[JAVA-2339] Reduce memory requirements for Document and BsonDocument when the number of keys is small Created: 10/Oct/16 Updated: 15/Feb/18 Resolved: 15/Feb/18 |
|
| Status: | Closed |
| Project: | Java Driver |
| Component/s: | BSON |
| Affects Version/s: | None |
| Fix Version/s: | None |
| Type: | Improvement | Priority: | Major - P3 |
| Reporter: | Jeffrey Yemin | Assignee: | Jeffrey Yemin |
| Resolution: | Won't Fix | Votes: | 0 |
| Labels: | None | ||
| Remaining Estimate: | Not Specified | ||
| Time Spent: | Not Specified | ||
| Original Estimate: | Not Specified | ||
| Description |
|
Both Document and BsonDocument have an internal LinkedHashMap to store the entries in order. This is not the most efficient data structure to use when the number of entries is small.
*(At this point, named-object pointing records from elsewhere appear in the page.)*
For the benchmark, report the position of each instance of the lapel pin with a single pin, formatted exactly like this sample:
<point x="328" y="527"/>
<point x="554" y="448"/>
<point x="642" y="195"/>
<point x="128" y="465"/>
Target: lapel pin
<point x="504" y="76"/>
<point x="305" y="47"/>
Consider using just an ArrayList to handle small numbers of entries, and only start using a hash table when the number of entries grows to more than a handful (size of handful TBD). |
| Comments |
| Comment by Jeffrey Yemin [ 15/Feb/18 ] |
|
I wrote a simple implementation of a Map which starts as an ArrayList and then adds a backing HashMap when the size goes above a threshold. Source code is here. But benchmarking with jmh reveals that it's slower than LinkedHashMap in most cases, so I'm abandoning the effort. |
| Comment by Ross Lawley [ 08/Dec/17 ] |
|
aharris the final implementation is undecided, it could be a simple list of BsonElement where each element would contain a key and value. Bson is field order sensitive, so we must maintain insertion order and couldn't use a Set. What the value of a given key is somewhat arbitary, n-dimension documents are still just key-value pairs all the way down. We'd obviously have to benchmark any changes to ensure we don't negative impact users. The CSharp driver has a List backing their BsonDocument.cs implementation and inspiration may be drawn from that. Please keep watching this ticket and we'll update with more information once progress has started. Ross |
| Comment by Andrew Harris [ 08/Dec/17 ] |
|
I wasn't talking about from a users perspective. I was merely asking how you would envisage implementing a multi-dimensional Set which supports countless imbedded Sets in an unordered single dimensional Array without introducing complex wrapper objects (which would be more expensive)? In the end, you would essentially have yet another Set implementation anyway. I suspect that even if it were possible the overhead of managing such a mechanism would far outway any resource savings you were trying to achieve in the first place. LinkedHashMap is based, of course, on a double linked list which I'll agree uses more resources than say a normal HashMap but it is required for consistent field ordering. Json isn't field order sensitive in itself but if your application might be (and certainly your unit tests might be). |
| Comment by Ross Lawley [ 08/Dec/17 ] |
|
aharris this would be an internal optimization for performance / memory usage reasons. From a users perspective there would be no difference to how they can be used. |
| Comment by Andrew Harris [ 08/Dec/17 ] |
|
Lists are not Sets so it would awkward to store a field name and value in a one-dimensional list or are you suggesting that two or more Lists are used? Also, how would this cater for n-dimensional embedded documents? |